First, the location. It’s just two turns off of route 280 via exit 46 at Serramonte Plaza (650-992-9000, and online at http://www.koipalace.com/ ). Getting there is easy, but parking is hard. There’s tons of spaces, but unless your timing is perfect, and a wave of people is cycling out, they’re all full. That said, I also advise making reservations and showing up early to get in line. A 10:30 reservation will *probably* get you seated by 11 if you show up at 10:15. Needless to say, if you’re looking for a place to kick back and relax, Koi Palace isn’t for you.
The crowd at the door and foyer is typically massive, especially when it’s raining- which I did experience when dropping in with friends the other day. At the counter there’s a screen that looks like a train schedule, constantly shifting with the parties that are likely to get seated next. Columns for parties of 1-3, 4-6, 7-10, and 10+ make it seem a touch mercenary, but it’s just practical. Considering the crowds and chaos, a visible reminder that you haven’t been forgotten is great.
The dining room is enormous and extravagant looking despite the modest decor. Tables are spaced with just enough room for you and the dim sum carts to squeak by between the tables, which of course means it’s loud. But it’s not rock concert loud, exactly. Imagine being on the sidewalk outside that theoretical concert. The reverb and the heavy background rumble tell you there’s a lot going on, but it doesn’t get in the way of your night. You can sit and talk with your dining companions while buried in dim sum and still hear each other just fine.

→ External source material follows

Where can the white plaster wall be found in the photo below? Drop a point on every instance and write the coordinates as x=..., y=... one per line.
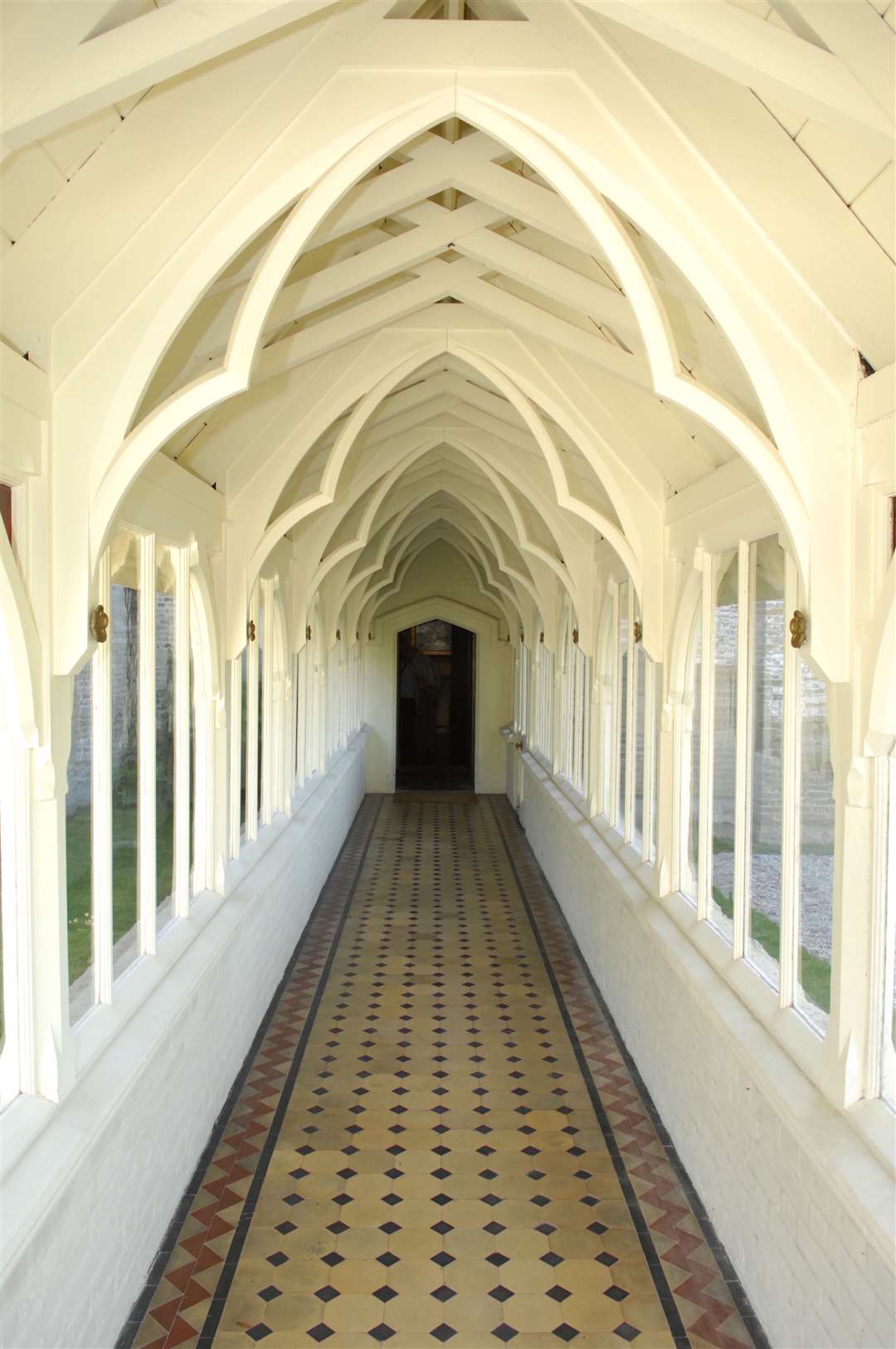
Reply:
x=491, y=711
x=103, y=1181
x=796, y=1197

The servers are available and attentive but don’t seem dedicated to any particular tables. Since carts and deliveries are walking their beats with delicious delicacies of all sorts, there are plenty of people to ask if you need something. And yes, the food is rather tasty. Their Shanghai Soup Dumplings (Xiao Long Bao, XLB, whatever you want to call them) are first rate, and offer a five-flavor version that does an excellent job of showing the versatility of the dumpling. There are a lot of flavor and texture-rich delicious things you won’t find in even vaguely Western dining establishments, which suits me just fine. Chicken feet, jellyfish, duck tongues all prominent on the menu and making me quite happy. There was a neat Zhaliang (a chinese cruller wrapped in rice noodles, served with a savory sauce) that I’d never experienced before. One of my dining companions mentioned his first time eating it he thought the noodles were icing. Oops.
Regarding the rest of the food- just don’t forget that everything is bone-in, and be ready for textures and flavors that are well worth the trip. Dim sum is about the food, yes. But it’s also about the experience of sharing. Bring a few friends and relax over small bites of good food, tea, and enthusiastic conversation. It won’t break the bank either. 25 dollars a head should leave you feeling full and satisfied. And I’ve got to say it again- if you’re wondering about that ‘mall right before Christmas’ feel, this is definitely the place to go.